According to the FATF, when a country is placed on the grey list, “it means the country has committed to resolve swiftly the identified strategic deficiencies within agreed timeframes and is subject to increased monitoring.” Being put on the list can scare away investors and creditors, hurt exports, and make global banks cautious of doing business with the country.

Turkey, the largest economy to be added to the list on Thursday, has been accused of not taking enough action to combat money laundering and lacking supervisory mechanisms in its economy. FATF President Marcus Pleyer said Turkey needs to address “serious issues of supervision” in its banking and real estate sectors. He also called on Ankara to effectively monitor the activities of gold and precious stone dealers.

Pleyer added that Turkey needs to show that it is seriously “pursuing terrorist financing prosecutions [and] prioritising cases of UN-designated terrorist organisations” such as the Islamic State and Al Qaeda.

Turkey called the move “an undeserved outcome” but vowed to “take necessary measures in cooperation with the FATF.” The Turkish Treasury said it will comply with the watchdog “to ensure that our country is removed from this list, which it does not deserve, as soon as possible.”

The FATF also added Jordan and Mali to its grey list, citing concerns over terrorism financing and money laundering.

It kept Pakistan on the list, saying that Islamabad’s actions to counter terrorism financing have not been satisfactory. “Pakistan has taken a number of important steps, but needs to further demonstrate that investigations and prosecutions are being pursued against the senior leadership of UN-designated terror groups,” Pleyer said.

Pakistan has been on the FATF’s grey list since 2018 and had outlined an action plan the same year to combat terrorism financing and money laundering. However, the FATF has said Pakistan has not addressed all items in the plan nor has it completely implemented the guidelines set by the watchdog.

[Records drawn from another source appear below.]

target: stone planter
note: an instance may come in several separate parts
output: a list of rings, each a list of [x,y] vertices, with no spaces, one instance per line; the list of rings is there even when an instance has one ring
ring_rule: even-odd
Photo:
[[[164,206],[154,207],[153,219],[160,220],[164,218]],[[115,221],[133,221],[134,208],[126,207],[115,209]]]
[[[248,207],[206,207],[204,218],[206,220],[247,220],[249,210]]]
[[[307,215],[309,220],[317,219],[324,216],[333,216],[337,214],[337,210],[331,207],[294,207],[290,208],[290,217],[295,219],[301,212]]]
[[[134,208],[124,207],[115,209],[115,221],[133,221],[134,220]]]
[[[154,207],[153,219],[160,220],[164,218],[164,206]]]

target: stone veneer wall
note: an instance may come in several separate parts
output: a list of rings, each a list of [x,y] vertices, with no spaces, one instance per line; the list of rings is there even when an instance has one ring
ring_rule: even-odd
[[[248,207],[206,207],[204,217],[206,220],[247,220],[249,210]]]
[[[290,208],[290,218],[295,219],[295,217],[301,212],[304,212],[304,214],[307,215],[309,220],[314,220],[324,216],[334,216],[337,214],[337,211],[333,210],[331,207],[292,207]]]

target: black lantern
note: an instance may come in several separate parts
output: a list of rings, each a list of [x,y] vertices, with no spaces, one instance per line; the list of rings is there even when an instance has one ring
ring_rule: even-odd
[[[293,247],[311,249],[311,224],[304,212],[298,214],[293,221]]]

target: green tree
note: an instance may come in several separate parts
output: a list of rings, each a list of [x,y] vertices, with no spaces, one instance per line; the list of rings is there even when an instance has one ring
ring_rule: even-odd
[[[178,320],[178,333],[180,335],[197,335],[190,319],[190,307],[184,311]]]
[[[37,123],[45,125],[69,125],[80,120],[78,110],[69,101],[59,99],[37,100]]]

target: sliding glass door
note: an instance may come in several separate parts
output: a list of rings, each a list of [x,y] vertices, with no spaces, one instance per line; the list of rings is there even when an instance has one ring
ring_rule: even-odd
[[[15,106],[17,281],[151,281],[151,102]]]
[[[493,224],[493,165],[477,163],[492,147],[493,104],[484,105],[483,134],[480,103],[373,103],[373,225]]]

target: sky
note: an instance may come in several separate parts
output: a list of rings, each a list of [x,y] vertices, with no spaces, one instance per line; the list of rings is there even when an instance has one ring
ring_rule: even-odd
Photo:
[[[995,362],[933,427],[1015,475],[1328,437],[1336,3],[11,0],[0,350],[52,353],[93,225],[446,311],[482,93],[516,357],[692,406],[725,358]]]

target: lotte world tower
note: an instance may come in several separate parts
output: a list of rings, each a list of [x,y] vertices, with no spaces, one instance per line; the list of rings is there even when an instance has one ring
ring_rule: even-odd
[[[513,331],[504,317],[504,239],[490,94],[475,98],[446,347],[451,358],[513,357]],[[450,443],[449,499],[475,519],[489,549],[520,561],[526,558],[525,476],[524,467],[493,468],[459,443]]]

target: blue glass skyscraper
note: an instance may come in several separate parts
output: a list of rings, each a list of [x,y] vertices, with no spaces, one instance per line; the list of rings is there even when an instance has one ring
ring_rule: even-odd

Meanwhile, Botswana and Mauritius were removed from the grey list for their “significant progress” in addressing the FATF’s concerns.

The FATF was founded in 1989 as part of a G7 initiative to combat money laundering and later included terrorism financing within its ambit. It has listed 23 countries in its grey list, including Morocco, Syria, South Sudan, and Yemen. Additionally, the FATF maintains a blacklist of “high-risk jurisdictions” and non-cooperative countries. Currently, only Iran and North Korea are blacklisted by the FATF.